Photos : Cyril Capel, à gauche et Lionel Deshors​

Sans client, le produit ne vit pas car ne se vend pas et l'entreprise qui l'a conçue aussi pourrait-on ainsi résumer. Pour autant, trouver le bon profil n'est pas forcément évident « car vendre un produit est une chose mais encore faut-il le délivrer avec justesse et atteindre une certaine rentabilité » poursuit L. Deshors également, président de l'association des Dirigeants commerciaux de France. Avec l'ambition de casser la mauvaise image du commercial « vendeur de tapis » ou expert « du pied dans la porte » Lionel Deshors, à l'instar de ce qui a cours dans les pays anglo-saxons souhaite insuffler une vrai culture commerciale en France.
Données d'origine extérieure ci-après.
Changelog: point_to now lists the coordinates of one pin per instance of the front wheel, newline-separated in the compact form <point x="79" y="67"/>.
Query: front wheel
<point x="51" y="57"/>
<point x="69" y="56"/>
CCLD, grâce à des méthodes d'assesment center basées sur l'évaluation des compétences d'un candidat incluant des mises en situation et d'autres outils associant des test psychologiques, sélectionne finement des profils en adéquation avec les attentes des entreprises qui le sollicitent. Lionel Deshors note à ce sujet une tendance à recourir à des profils très ciblés compte tenu de parcours d'achats en pleine évolution dans les entreprises. « Ce n'est plus le vendeur qui propose des solutions packagées à l'entreprise mais bien le chef d'entreprise, aujourd'hui plus connecté et donc plus informé qui donne le la. Ce qui implique des commerciaux qui ont une capacité d'écoute forte du client et capables d'animer une équipe autour d'un projet en maîtrisant ses aspects financiers mais également juridiques ».

Selon l'expert en recrutement « le coût direct d'un recrutement raté pour une entreprise est estimé en moyenne à 25 000 € ».